# Thread: Derivatives of Inverse Functions

See picture.

2. ## Re: Derivatives of Inverse Functions

If $\sin\theta = \dfrac{t}{1} = \dfrac{\text{opp}}{\text{hyp}}$, then $\theta = \sin^{-1}(t)$.

So $\tan(\sin^{-1}(t)) = \dfrac{\text{opp}}{\text{adj}} = \dfrac{t}{\sqrt{1-t^2}}$.

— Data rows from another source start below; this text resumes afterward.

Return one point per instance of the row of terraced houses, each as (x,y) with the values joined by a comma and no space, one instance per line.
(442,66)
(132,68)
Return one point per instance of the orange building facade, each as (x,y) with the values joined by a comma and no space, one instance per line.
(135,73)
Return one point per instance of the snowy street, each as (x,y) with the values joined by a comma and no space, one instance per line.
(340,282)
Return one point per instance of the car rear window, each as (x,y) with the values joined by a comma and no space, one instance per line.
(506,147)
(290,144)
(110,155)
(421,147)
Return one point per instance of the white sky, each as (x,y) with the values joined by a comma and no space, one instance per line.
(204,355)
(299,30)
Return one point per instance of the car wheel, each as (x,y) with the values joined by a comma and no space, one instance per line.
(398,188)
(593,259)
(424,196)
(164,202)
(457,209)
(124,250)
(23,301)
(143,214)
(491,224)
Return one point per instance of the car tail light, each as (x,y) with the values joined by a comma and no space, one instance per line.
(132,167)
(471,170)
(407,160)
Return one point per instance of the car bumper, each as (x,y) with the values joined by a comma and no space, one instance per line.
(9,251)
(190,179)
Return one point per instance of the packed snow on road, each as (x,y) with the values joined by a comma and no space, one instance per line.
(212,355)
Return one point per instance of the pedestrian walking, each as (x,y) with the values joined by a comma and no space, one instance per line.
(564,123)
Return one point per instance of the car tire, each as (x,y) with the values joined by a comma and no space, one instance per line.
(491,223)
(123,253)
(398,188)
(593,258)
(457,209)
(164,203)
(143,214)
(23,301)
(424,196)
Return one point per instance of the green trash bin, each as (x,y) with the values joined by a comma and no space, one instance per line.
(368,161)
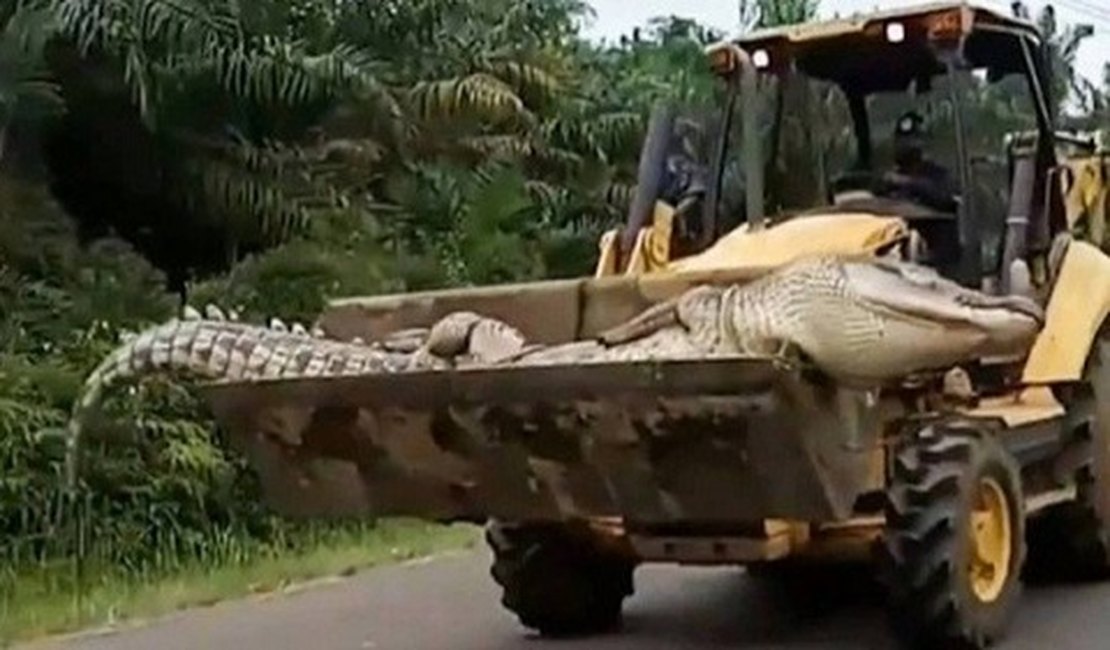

Hence $g(t) = \dfrac{t}{\sqrt{1-t^2}}$.

So, after applying the quotient rule, multiply top and bottom by $\sqrt{1-t^2}$:

\begin{align*}g'(t) & = \dfrac{\sqrt{1-t^2} + \dfrac{t^2}{\sqrt{1-t^2}}}{1-t^2}\cdot \dfrac{\sqrt{1-t^2}}{\sqrt{1-t^2}} \\ & = \dfrac{1-t^2+t^2}{(1-t^2)^{3/2}} \\ & = \dfrac{1}{(1-t^2)^{3/2}}\end{align*}

3. ## Re: Derivatives of Inverse Functions

Originally Posted by nycmath
See picture.
If you're going to attempt using the chain rule, let \displaystyle \begin{align*} u = \arcsin{(t)} \implies y = \tan{(u)} \end{align*}. Then \displaystyle \begin{align*} \frac{du}{dt} = \frac{1}{\sqrt{1 - t^2}} \end{align*} and

\displaystyle \begin{align*} \frac{dy}{du} &= \sec^2{(u)} \\ &= \sec^2{\left[ \arcsin{(t)} \right] } \\ &= \frac{1}{\cos^2{ \left[ \arcsin{(t)} \right] } } \\ &= \frac{1}{1 - \sin^2{ \left[ \arcsin{(t)} \right] } } \\ &= \frac{1}{1 - t^2} \end{align*}

Thus

\displaystyle \begin{align*} \frac{dy}{dt} &= \frac{du}{dt} \cdot \frac{dy}{du} \\ &= \frac{1}{\sqrt{ 1 - t^2} } \cdot \frac{1}{1 - t^2} \\ &= \frac{1}{ \left( 1 - t^2 \right) ^{\frac{3}{2}} } \end{align*}

4. ## Re: Derivatives of Inverse Functions

I now know what I did wrong. Than you very much.